人形浄瑠璃文楽公演 5月第一部 いもせやまおんなていきん
今月は通し一部・二部の公演。二部制の公演自体が実は苦手。なぜって上演時間が長くてつらいから。体力的にも集中力の面でもムリ―、どこかで睡魔がやってくる。
でも、「国立文楽劇場35周年&令和おめでとう」の王代物スペシャル演目らしいので、毛嫌いせずに観にいってみましょう。通しでかかることもこの先いつになるのかわからないことだし。一日がかりで一部・二部とご覧になる方もいるようですが、無理せずに別日で観劇に行くことに。だって、一部だけでも休憩入れて4時間半ですよ、奥さん!一日通しだと、10時半から21時まで劇場にいなくてはならないことに。
演目の佳境、妹山背山の段のみを見る方もいるようだけど、初めての演目なのでこの第一部からスタートして内容をおっていきますか。
上演時間
大内の段/小松原の段/蝦夷子館の段/猿沢池の段 10:30~12:23
休憩25分
鹿殺しの段/掛乞の段/万歳の段/芝六忠義の段 12:48~14:20
休憩10分
太宰館の段 14:30-15:02
座席 見え方
10列目 下手ブロック左はじの方。5月公演は席選択の余地がほんとになかった。チケットとりづらし。しかし見え方問題なし。
出語り床が上手・下手の両方に作られているけれど、第一部では下手仮床は使われることはなく、従来の上手の床だけ。でも座席からは下手仮床が邪魔になることなし。見えずらい席はそもそも販売から外してある(席番隠してあり空席)。
演目 通し狂言 妹背山婦女庭訓 演者
作者 近松半二ら
中大兄皇子と中臣鎌足が大豪族蘇我入鹿を武力によって排除し、天皇中心の新政を行った事績、大和地方に点在する名所旧跡や伝説を題材とし、複雑な伏線と鮮やかな謎解きが、洗練された義太夫の演奏により進行し、舞台一面に日本の美しい四季が展開するという豪華な大作 ~チラシ解説より~
感想 第二部へつづく・・えーっここで?
鹿も馬も出てくる第一部。
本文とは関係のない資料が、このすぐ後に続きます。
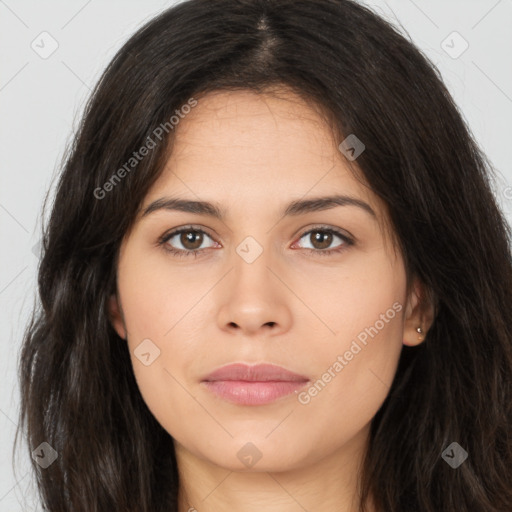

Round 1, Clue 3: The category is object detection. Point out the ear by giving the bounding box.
[403,278,435,347]
[108,293,126,340]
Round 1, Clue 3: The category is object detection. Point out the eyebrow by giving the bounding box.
[141,195,377,220]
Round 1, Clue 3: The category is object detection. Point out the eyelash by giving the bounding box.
[157,226,355,258]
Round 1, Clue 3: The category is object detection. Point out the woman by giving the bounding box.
[15,0,512,512]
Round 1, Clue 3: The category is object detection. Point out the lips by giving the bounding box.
[201,364,309,405]
[203,363,309,382]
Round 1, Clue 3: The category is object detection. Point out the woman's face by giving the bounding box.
[110,92,425,471]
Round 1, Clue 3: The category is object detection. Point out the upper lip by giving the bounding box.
[203,363,309,382]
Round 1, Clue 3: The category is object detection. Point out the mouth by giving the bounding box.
[201,364,309,405]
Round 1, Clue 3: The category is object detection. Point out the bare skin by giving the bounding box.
[110,92,432,512]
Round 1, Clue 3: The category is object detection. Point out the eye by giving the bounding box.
[158,226,218,256]
[294,226,354,256]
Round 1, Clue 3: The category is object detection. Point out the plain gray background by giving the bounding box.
[0,0,512,512]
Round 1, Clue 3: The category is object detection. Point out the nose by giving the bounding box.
[217,251,293,336]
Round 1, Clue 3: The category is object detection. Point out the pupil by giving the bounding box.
[181,231,202,249]
[313,231,332,249]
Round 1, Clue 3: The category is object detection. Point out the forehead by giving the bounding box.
[156,91,372,199]
[140,89,392,242]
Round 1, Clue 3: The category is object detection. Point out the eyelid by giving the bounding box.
[157,224,356,256]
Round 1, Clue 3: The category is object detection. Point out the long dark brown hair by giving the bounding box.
[16,0,512,512]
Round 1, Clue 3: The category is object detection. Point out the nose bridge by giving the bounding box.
[213,235,291,332]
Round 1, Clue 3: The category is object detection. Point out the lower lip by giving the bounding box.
[203,380,309,405]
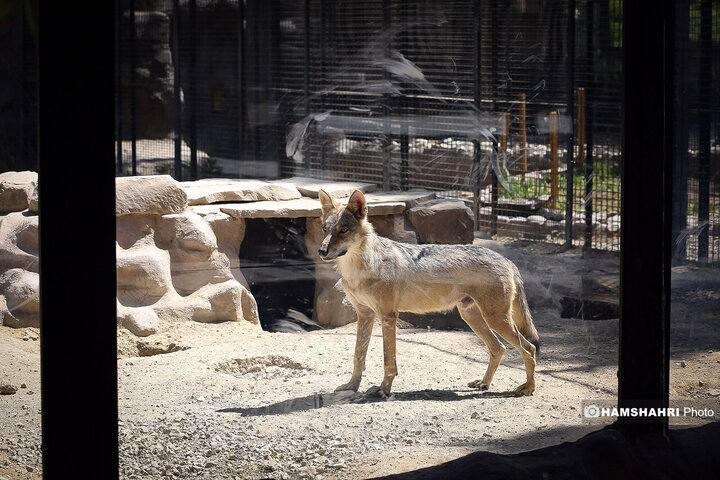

蘇我蝦夷子と入鹿と中臣鎌足と。むしごはんでおなじみの大化の改新ではありませんか。久々にこの辺の名前に触れて懐かしい気分に。といってもあまり覚えてないことにいささかショックです。まあ、それにしても蝦夷・入鹿の風貌が悪そうなこと。嫌なやつ感満点、わかりやすい。
芝六忠義の段、子殺しあり。いとも簡単に(簡単ではないんだろうけど)芝六が実子・杉松を殺める。えーっ、ほんとに息子殺さないといけない?その場面。武士としての復権のための忠義の証としての子殺し。きっと理解できなくていい(と思っている)芝六の行動。少なくとも、その他生き物と違って人間は遺伝子の乗り物ではないということですかしら。子供は道具、手段、自分のもの。継子の三作が助かり、帝も目が見えるようになりなんだか難題が片付いた事になっているけど、やはり変でしょ。
さいご、大宰館の段では入鹿の威勢のいい高笑い、ああ靖太夫さんの血管がぷちぷちときれてしまいそう。桂川連理柵の呂勢太夫さんに引き続き心配になる。
さー、次回へ続く・・・で第一部の幕が下りる。一番盛り上がる手前で終わってしまう。忠臣蔵で討ち入りする直前、もしくは火曜サスペンスで犯人はあなただ、と指さそうとしたところで終わってしまうような。妹山背山の段からの第二部がこの後待っていると思っても、この一部と二部の分断はいかに。通し狂言なので『通しでご覧ください。30分後にはご覧になれます。』ということで、一日通しでの観覧がきっとデフォルトなんでしょう。この一部だけなら初めての文楽にはおすすめしないな。人間関係理解しながら観るのがめんどくさい上に、盛り上がりにかけるもの。
ああ、やっぱり長くて限界。通しで観る方、心底尊敬する。それはそうと、山の段が楽しみだなあ。